The longest-running drama at NBC is not "Law & Order," it's the saga of NBC Universal president Jeff Zucker. For 20 years, people in the industry have watched the programming boy wonder climb from a research job all the way to yesterday's triumph, the deal with Comcast. Zucker will run the entire venture.
NPR's Robert Smith recaps the highlights of what we'll call The Zucker Show.
ROBERT SMITH: Jeff Zucker faced career cancelation many times in his two decades at NBC. He survived two bouts with cancer, he survived driving the network's ratings off a cliff, and he survived the criticism.
Ms. AMANDA LOTZ (Professor, University of Michigan): One could say that Zucker completely dismantled the NBC brand and decimated 50 years of broadcast history.

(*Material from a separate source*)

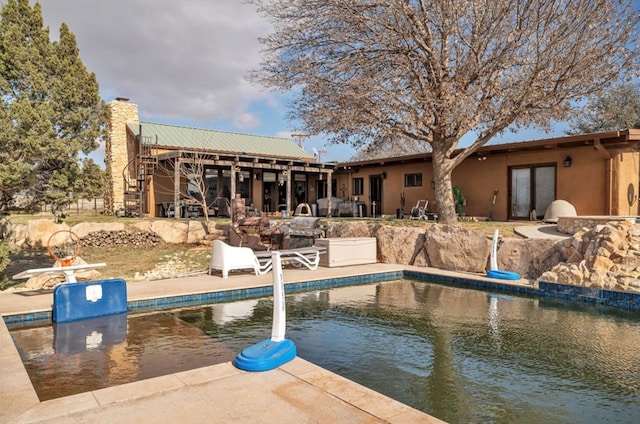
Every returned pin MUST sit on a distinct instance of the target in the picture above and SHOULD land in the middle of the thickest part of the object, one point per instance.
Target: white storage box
(345, 251)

SMITH: But Amanda Lotz, a professor at the University of Michigan, says he remain the golden boy in the eyes of the corporate leadership. So perhaps it wasn't much of a plot twist when he showed up yesterday on the conference call, announcing that he'd lead the new TV, movie, cable partnership between NBC Universal and Comcast.
Mr. JEFF ZUCKER (President, Chief Executive Officer, NBC Universal): Looking for new opportunities, new revenue streams, new windows to the degree that this combination can help facilitate that, that's something that we're incredibly excited about.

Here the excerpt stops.